[CT-2998] [SPIKE] Handle unit testing of JSON and ARRAY data types
Description
We should enable adding unit test mock inputs and outputs that contain fields of type JSON or type ARRAY.
Example using in-line yaml dict format:
unit-tests:
- name: test_json_unpack # this is the unique name of the test
model: my_model # name of the model I'm unit testing
given: # optional: list of inputs to provide as fixtures
- input: ref('employees')
rows:
- {id: 1, empl_info: {"employee":{"name":"John", "age":30, "city":"New York"}}}
- {id: 2, empl_info: {"employee":{"name":"Doug", "age":97, "city":"Flagstaff"}}}
- input: ref('office_locations')
rows:
- {id: 1, offices: [1,3]}
- {id: 2: offices: [2,4]}
expect: # required: the expected output given the inputs above
rows:
- {employee_id: 1, name: John, age: 30, city: New York, offices: [1,3]}
- {employee_id: 2, name: Doug, age: 97, city: Flagstaff, offices: [2,4]}
...
Example using csv format:
unit-tests:
- name: test_json_unpack # this is the unique name of the test
model: my_model # name of the model I'm unit testing
given: # optional: list of inputs to provide as fixtures
- input: ref('employees')
format: csv
rows: |
id, empl_info
1,{"employee":{"name":"John", "age":30, "city":"New York"}}
2,{"employee":{"name":"Doug", "age":97, "city":"Flagstaff"}}
- input: ref('office_locations')
format: csv
rows: |
id,offices
1,[1,3]
2,[2,4]
expect: # required: the expected output given the inputs above
format: csv
rows: |
employee_id,name,age,city,offices
1,John,30,New York,[1,3]
2,Doug,97,Flagstaff,[2,4]
...
Note: we can assume we already know the data types and columns of the inputs.
Acceptance criteria
FOR SPIKE:
- Understand the technical complexities, edge cases, and how we would go about testing this
- Draft implementation
FOR IMPLEMENTATION:
- You can specify inputs or expected outputs for unit tests with columns of JSON data type (in at least one of the available
formats, ideally all) - You can specify inputs or expected outputs for unit tests with columns of ARRAY data type (in at least one of the available
formats, ideally all) - The error message for when a unit test fails should still be readable when using JSON data types.
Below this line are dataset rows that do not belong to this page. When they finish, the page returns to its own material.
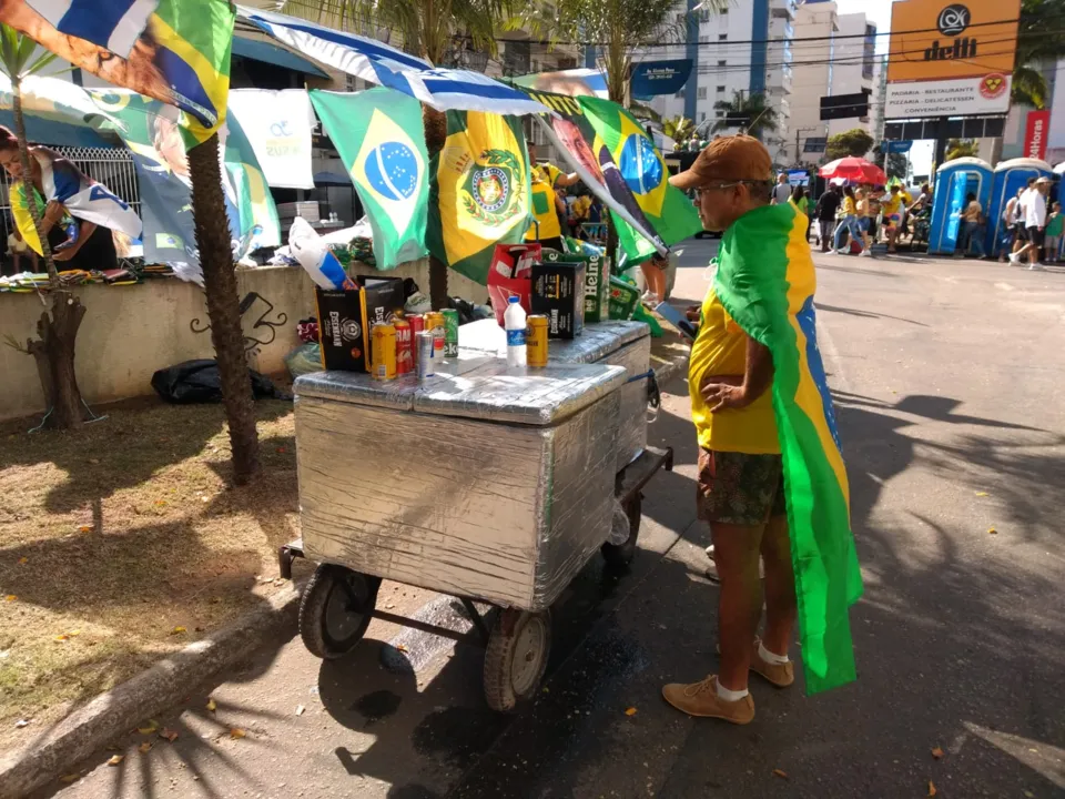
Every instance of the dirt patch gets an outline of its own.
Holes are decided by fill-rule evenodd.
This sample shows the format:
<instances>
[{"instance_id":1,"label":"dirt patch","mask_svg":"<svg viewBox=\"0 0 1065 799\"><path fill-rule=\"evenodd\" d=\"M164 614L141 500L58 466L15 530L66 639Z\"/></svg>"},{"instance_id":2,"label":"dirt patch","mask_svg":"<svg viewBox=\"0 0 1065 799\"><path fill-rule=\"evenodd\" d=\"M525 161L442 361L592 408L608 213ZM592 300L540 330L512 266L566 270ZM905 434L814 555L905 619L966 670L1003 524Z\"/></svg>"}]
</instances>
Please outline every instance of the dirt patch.
<instances>
[{"instance_id":1,"label":"dirt patch","mask_svg":"<svg viewBox=\"0 0 1065 799\"><path fill-rule=\"evenodd\" d=\"M219 406L0 439L0 751L277 589L298 537L292 404L256 408L245 488Z\"/></svg>"}]
</instances>

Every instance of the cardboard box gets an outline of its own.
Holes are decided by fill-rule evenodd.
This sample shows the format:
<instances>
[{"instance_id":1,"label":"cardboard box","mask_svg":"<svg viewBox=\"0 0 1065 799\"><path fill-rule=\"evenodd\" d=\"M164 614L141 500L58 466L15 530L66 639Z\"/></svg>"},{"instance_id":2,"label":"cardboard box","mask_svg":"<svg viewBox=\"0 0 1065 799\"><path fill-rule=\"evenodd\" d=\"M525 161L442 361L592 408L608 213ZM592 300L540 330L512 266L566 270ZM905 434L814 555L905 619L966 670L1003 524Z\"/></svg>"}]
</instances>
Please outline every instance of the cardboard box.
<instances>
[{"instance_id":1,"label":"cardboard box","mask_svg":"<svg viewBox=\"0 0 1065 799\"><path fill-rule=\"evenodd\" d=\"M548 338L572 338L585 326L585 264L532 264L532 313L547 316Z\"/></svg>"},{"instance_id":2,"label":"cardboard box","mask_svg":"<svg viewBox=\"0 0 1065 799\"><path fill-rule=\"evenodd\" d=\"M400 279L361 276L358 282L358 290L315 290L322 367L327 371L369 372L369 328L403 312Z\"/></svg>"},{"instance_id":3,"label":"cardboard box","mask_svg":"<svg viewBox=\"0 0 1065 799\"><path fill-rule=\"evenodd\" d=\"M606 322L609 318L610 259L604 255L560 253L557 250L545 250L541 260L545 263L584 263L585 322L591 324Z\"/></svg>"}]
</instances>

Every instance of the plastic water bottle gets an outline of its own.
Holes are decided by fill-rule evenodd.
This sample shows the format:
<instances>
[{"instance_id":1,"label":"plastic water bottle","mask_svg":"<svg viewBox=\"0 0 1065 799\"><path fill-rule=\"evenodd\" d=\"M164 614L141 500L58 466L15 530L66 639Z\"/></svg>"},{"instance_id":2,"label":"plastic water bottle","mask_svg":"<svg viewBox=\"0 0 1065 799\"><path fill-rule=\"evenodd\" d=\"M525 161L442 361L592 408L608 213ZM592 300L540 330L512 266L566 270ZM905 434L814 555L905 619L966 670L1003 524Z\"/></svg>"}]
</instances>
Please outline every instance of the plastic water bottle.
<instances>
[{"instance_id":1,"label":"plastic water bottle","mask_svg":"<svg viewBox=\"0 0 1065 799\"><path fill-rule=\"evenodd\" d=\"M519 297L507 301L507 310L503 314L503 325L507 330L507 366L525 366L525 309Z\"/></svg>"}]
</instances>

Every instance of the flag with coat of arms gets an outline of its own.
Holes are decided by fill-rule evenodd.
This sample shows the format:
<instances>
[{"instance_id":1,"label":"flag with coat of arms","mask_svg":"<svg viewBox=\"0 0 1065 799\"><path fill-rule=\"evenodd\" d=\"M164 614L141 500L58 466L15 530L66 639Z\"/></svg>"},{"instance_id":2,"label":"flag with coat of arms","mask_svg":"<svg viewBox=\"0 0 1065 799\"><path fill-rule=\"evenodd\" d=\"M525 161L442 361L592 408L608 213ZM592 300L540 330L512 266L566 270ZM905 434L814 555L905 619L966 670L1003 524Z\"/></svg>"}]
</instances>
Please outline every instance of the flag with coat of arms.
<instances>
[{"instance_id":1,"label":"flag with coat of arms","mask_svg":"<svg viewBox=\"0 0 1065 799\"><path fill-rule=\"evenodd\" d=\"M366 209L377 269L423 257L429 156L422 104L384 88L357 94L312 91L311 102Z\"/></svg>"},{"instance_id":2,"label":"flag with coat of arms","mask_svg":"<svg viewBox=\"0 0 1065 799\"><path fill-rule=\"evenodd\" d=\"M496 244L529 227L529 155L521 120L448 111L447 140L429 166L429 252L486 285Z\"/></svg>"},{"instance_id":3,"label":"flag with coat of arms","mask_svg":"<svg viewBox=\"0 0 1065 799\"><path fill-rule=\"evenodd\" d=\"M666 244L676 244L702 231L699 212L682 191L669 184L661 152L643 127L623 108L600 98L578 98L596 130L592 145L600 164L621 172L636 202ZM612 163L605 163L606 148ZM650 242L648 250L650 251Z\"/></svg>"}]
</instances>

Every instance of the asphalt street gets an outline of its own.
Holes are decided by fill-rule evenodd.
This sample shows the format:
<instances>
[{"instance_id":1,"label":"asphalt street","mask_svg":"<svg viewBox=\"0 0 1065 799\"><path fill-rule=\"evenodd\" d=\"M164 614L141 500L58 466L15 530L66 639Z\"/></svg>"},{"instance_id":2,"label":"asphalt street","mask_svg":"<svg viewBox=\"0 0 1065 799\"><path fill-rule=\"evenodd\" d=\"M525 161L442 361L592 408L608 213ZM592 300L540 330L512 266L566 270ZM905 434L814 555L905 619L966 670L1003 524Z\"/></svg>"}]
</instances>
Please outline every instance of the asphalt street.
<instances>
[{"instance_id":1,"label":"asphalt street","mask_svg":"<svg viewBox=\"0 0 1065 799\"><path fill-rule=\"evenodd\" d=\"M716 246L684 247L674 302L702 299ZM101 749L79 782L44 795L1065 797L1065 271L818 263L865 583L855 684L807 697L801 679L752 681L757 716L742 728L662 700L663 682L716 668L678 378L650 428L677 466L646 489L641 549L620 576L596 558L559 600L530 707L486 708L477 647L375 623L345 660L320 661L296 638L190 686L159 717L173 744L142 754L130 734L113 742L120 765ZM386 584L382 601L463 624L426 591Z\"/></svg>"}]
</instances>

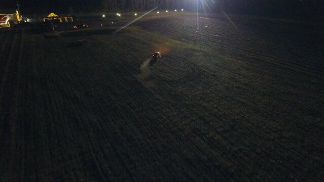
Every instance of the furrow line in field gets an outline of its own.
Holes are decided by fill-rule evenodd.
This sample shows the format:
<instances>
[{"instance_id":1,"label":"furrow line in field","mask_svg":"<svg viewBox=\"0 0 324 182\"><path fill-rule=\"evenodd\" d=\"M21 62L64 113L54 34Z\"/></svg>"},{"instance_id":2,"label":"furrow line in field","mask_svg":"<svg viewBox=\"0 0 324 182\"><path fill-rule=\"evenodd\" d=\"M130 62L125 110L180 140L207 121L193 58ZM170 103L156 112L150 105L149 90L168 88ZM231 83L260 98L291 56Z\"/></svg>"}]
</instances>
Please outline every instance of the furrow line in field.
<instances>
[{"instance_id":1,"label":"furrow line in field","mask_svg":"<svg viewBox=\"0 0 324 182\"><path fill-rule=\"evenodd\" d=\"M174 55L174 56L175 56L175 57L176 57L176 55ZM179 60L179 61L181 61L181 60L181 60L181 59L178 59L177 60ZM188 65L189 65L188 64L188 62L187 62L183 61L183 63L184 63L185 64L187 64ZM168 66L170 66L170 65L168 65ZM175 68L175 67L175 67L175 65L173 65L173 66L172 66L172 65L171 65L171 67L170 67L170 68ZM204 71L205 71L205 70L204 70ZM173 71L173 72L174 72L174 73L177 73L177 72L176 71L176 70L174 70L174 71ZM185 77L184 77L184 78L185 78L185 79L186 78ZM233 79L233 81L237 80L237 79L236 79L236 78ZM191 81L193 81L191 80ZM206 84L206 85L208 85L208 84L210 84L209 83L208 83L208 82L207 82L204 81L204 80L203 80L203 81L202 81L202 82L204 82L204 83L205 83ZM230 84L229 84L229 86L230 86L231 85L230 85ZM209 86L208 86L208 88L207 88L207 89L204 89L204 90L208 90L208 88L210 88L210 87L211 87L210 86L211 86L211 85L209 85ZM237 93L237 94L238 94L238 95L240 95L240 94L241 94L241 92L239 92L239 92ZM245 95L246 95L246 94L245 94ZM250 95L246 95L246 96L247 96L247 97L248 97L248 96L250 96ZM219 95L219 96L222 97L222 96ZM241 103L242 103L242 104L246 104L244 102L241 102ZM287 103L287 104L288 104L288 103ZM250 103L250 105L251 105L251 106L256 105L256 104L253 104L253 103ZM249 106L249 105L246 105L246 106ZM248 107L250 107L250 106L249 106ZM251 109L253 110L254 110L254 109L256 109L256 108L254 108L253 107L251 107ZM267 110L271 110L271 108L270 108L269 106L268 106L268 109L267 109ZM270 113L269 113L269 114L270 114ZM284 121L282 121L282 122L284 122ZM293 128L291 128L291 129L293 129ZM314 141L313 142L315 142L315 141Z\"/></svg>"},{"instance_id":2,"label":"furrow line in field","mask_svg":"<svg viewBox=\"0 0 324 182\"><path fill-rule=\"evenodd\" d=\"M152 25L153 26L154 26L154 25ZM168 32L169 33L169 35L171 34L171 35L173 35L174 36L176 36L177 37L178 34L176 33L176 32L174 31L174 29L172 29L171 28L169 28L168 27L159 27L158 26L158 25L155 25L155 26L156 26L157 28L156 28L155 29L158 29L159 30L158 31L162 31L163 32ZM185 34L185 35L189 35L190 34L191 31L187 31L187 32L188 33L182 33L181 34ZM189 35L188 35L187 36L189 36ZM192 39L192 37L191 36L191 37L190 37L190 39ZM240 45L240 44L237 44L237 42L236 42L236 43L235 44L231 44L230 46L230 45L228 45L227 46L226 44L224 44L224 43L225 42L223 42L221 40L219 40L218 39L216 39L215 37L210 37L210 39L212 39L212 38L213 38L213 40L214 42L212 43L211 42L209 42L209 41L204 41L203 40L203 39L199 39L198 40L200 40L200 41L202 41L202 42L203 42L204 44L207 44L208 46L215 46L214 43L215 42L215 41L217 41L216 42L218 42L218 46L220 46L223 47L224 48L226 48L228 50L230 50L231 51L233 52L234 53L240 53L243 55L246 55L246 47L244 46L243 44L242 44L241 46L238 47L238 45ZM236 40L237 39L235 39L235 40ZM259 47L259 46L258 46ZM267 48L268 49L267 49L267 50L269 50L269 47ZM273 48L271 48L271 49L273 49ZM245 51L244 51L244 50ZM265 50L266 50L265 49ZM277 51L279 50L279 49L274 49L273 52L277 52ZM282 52L282 53L285 53L285 52ZM249 52L249 54L251 54L251 52ZM269 54L265 54L265 53L262 53L262 52L259 52L258 54L255 54L255 56L258 56L258 55L261 55L263 57L266 56L265 57L265 58L266 59L269 59L269 58L272 58L273 60L276 60L277 57L273 57L273 56L270 56L269 57ZM283 57L282 56L279 56L279 58L283 59L285 60L285 62L286 63L287 61L288 61L289 62L289 59L287 59L287 57ZM290 58L290 56L288 58ZM298 57L296 57L296 58L299 58ZM296 60L298 60L298 59L297 59ZM303 60L303 61L301 61L301 62L302 62L303 63L304 63L304 62L305 60ZM275 63L275 62L273 62L273 61L268 61L268 62L272 63L272 64L274 64L275 65L279 65L280 66L282 66L283 67L285 68L286 69L292 69L292 70L296 70L297 71L302 71L303 72L305 73L307 73L309 74L310 74L313 76L316 76L315 75L314 75L313 73L312 72L310 72L309 71L310 70L313 71L314 69L316 70L317 68L317 67L309 67L307 65L305 65L304 64L303 64L302 65L301 63L300 64L299 64L300 66L296 66L296 61L294 61L294 62L289 62L292 64L283 64L283 63L278 63L278 62L276 62ZM293 69L292 68L291 68L291 67L296 67L296 69ZM309 68L308 69L304 69L304 68Z\"/></svg>"}]
</instances>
- The error message for when a unit test fails should still be readable when using ARRAY data types.
- Bonus if it works for STRUCT to (lol, if not it's chill we'll open another issue)
Impact to other teams
Impact adapter teams
Will backports be required?
No
Context
From refinement:
- we don't allow complex data types for seeds
- we should enumerate what all the "complex" types are and what all the tests are that need to be added in acceptance criteria
- design could be similar to contracts, so if they provide us something that can be cast-ed to a user-inputed data type
- we already have an array_construct macro
Example for testing constraints - https://github.com/dbt-labs/dbt-core/blob/main/tests/adapter/dbt/tests/adapter/constraints/test_constraints.py#L70-L73
Relevant to https://github.com/dbt-labs/dbt-core/issues/8499
Example for why someone might want to unit test a model that has inputs with JSON data type:
- JSON data type in snowflake for testing JSON unpacking logic
@aranke to document edge cases (will update this ticket)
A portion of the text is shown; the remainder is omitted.